O, my first orgasm

A collection of personal essays on first orgasm. New stories every Monday and Thursday.

Thursday, April 20, 2006

smut

Primal Goddess ( previously blogger111) is a big beautiful radical feminist who is just discovering the Goddess within and feeling her return to human awareness. She studies the paleolithic/neolithic Goddess cultures and lives with her love and their many wonderful beasts. You can read her words at http://www.xanga.com/PrimalGoddess.

My Grandmother never had an orgasm. That is the way it is told in my family. On her wedding night, she did not believe it was okay to have intercourse; she did not believe my Grandfather-when he said what was supposed to happen. So, he precedes to buy a book; and show her that penis into the vagina, is completely normal.

She had never seen a penis, except on a baby; maybe. And had no idea about sex or men; and nothing about her own body. This is just my Mother's mother, that is not many generations ago. I found this all quite shocking, even as a kid, hearing this.

I had my first orgasm when I was in the sixth grade. I was alone. I did wonder if God was "ok" with what I was doing, I remember making some kind of deal with him about giving me a sign if it was wrong. I don't remember what God said, but needless to say-I never stopped giving myself orgasms.

I remember getting that "fuzzy feeling" "down there" when I would see soap operas, with people kissing and being romantic. Really, anytime I saw people kissing I got that feeling. Still around the sixth grade, I found the joys of Jackie Collins. She is Joan Collins sister and she writes quality smut! Lucky, Chance, Hollywood Wives, Rock Star; she has many more. They are very explicit in sexual details and situations. Reading one of her books was my first introduction to homosexual sex being described. Gay and Lesbian. I was not unfamiliar with the idea of women together; I had seen my dad's "dirty magazine" collection when I was in the third grade and one featured the Landers' Sisters. To this day, I find it strange that officially we shun incest as a crime against nature and god-yet, the idea of men desiring and it being normal to fulfill the act of being with two sisters, mother and daughter, aunt and niece, etc. is what is really expected.

I really have always read. I read my dad's Hustler, two Penthouses and few Playboys; over and over again. Cover to cover. When we moved, which was many times; I always marked and noticed where they got packed and where they were put in the new house. To this day, I enjoy adult magazines and movies. I don't know if seeing "porn" as a child is why I enjoy it or I am just that way. Either way, I don't see anything wrong with it, as long as you have a healthy mind, heart and soul; when it comes to sex/life. I would suppose that as we open more awareness to universal consciousness; we would be stimulated by finer things.

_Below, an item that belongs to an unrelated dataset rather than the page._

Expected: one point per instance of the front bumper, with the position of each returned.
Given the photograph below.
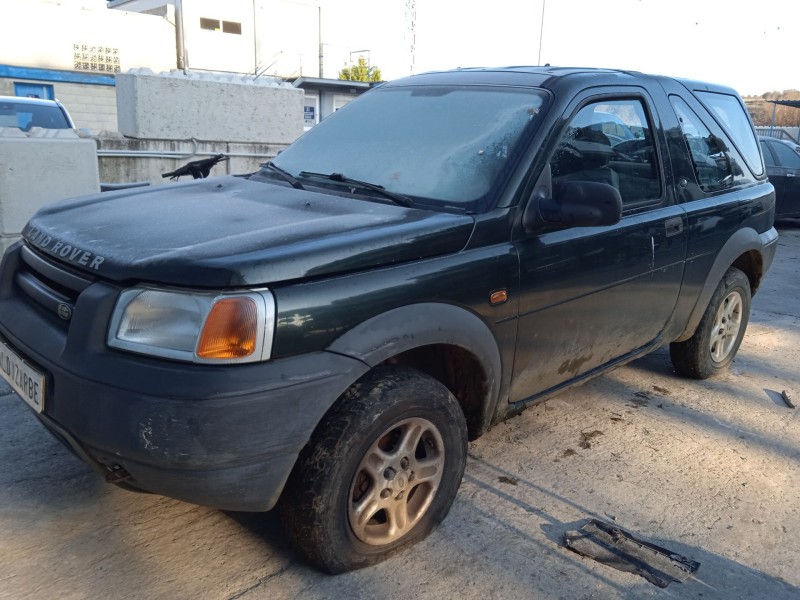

I am still just flying by the seat of my pants with the whole sex thing. I would be called naive, though. I was a virgin till eighteen, did not kiss a boy till late teens. Did not date. Even in my twenties, celibate for the most part. I had only had awkward teen age encounters before I met Randy and only a few times. Sex still makes me feel uncomfortable talking about it, I can intellectualize it all day; understand that our naked bodies and all of our functions-most of all sex, are perfectly normal and right. But, I am just now coming into my own sexuality; as a person-as a woman. I was brought up with words to describe sex like: smut, slut, hussy, filthy, men only want one thing, to want sex as a woman was to be a whore, and pre-marital sex was not only a sin but the sign of a bad woman.

If it is true that my Grandmother lived eighty years, fifty or more with her husband and never had the joy of coming; that is very sad. I looked up in Louise Hay a physical issue I have and she recommends that I have "shame and guilt" about sex. That is true. Just the things I have done and desired so far, would cause the female line of mine to lose their minds. And, by society standards I would be considered quite mild in experience of sex. I want to write about all of this so that I do not have those feelings about sexuality; mine or anyone else's.

I envy those who freely express their selves sexually. I believe this is the natural state of human sexuality. Because of our confusion of sex, being taught that it is wrong, so much of it is wrong- that we feel-we have created a "dark" use for sex that also keeps us apart. My understanding of sex on a spiritual level is, it's expression was meant and is meant to be our highest act of love. It should never been seen as dirty or wrong.

I have these lessons to unlearn, there is a part of me that wishes to be expressed and it is the Goddess. I have called her into my life and it is powerful and scary in the most exciting way. Kind of like sex. I think the Goddess is sex. Can I say that? I find it holds true as long as you don't pick it apart. A man is sex too, just not like a woman.

1 Comments:

Blogger Cha Cha said...

I would like to think that your grandmother...in her more wizened years, perhaps...at least, made herself cum a few times before she moved on....

She probably just never told anybody about it.

Perhaps, lied about it for her own reasons...who knows?

But, to think of a life going by not experiencing what we are put here to experience...the one thing our bodies are able to achieve that is purely primal...

I can't imagine that even being possible.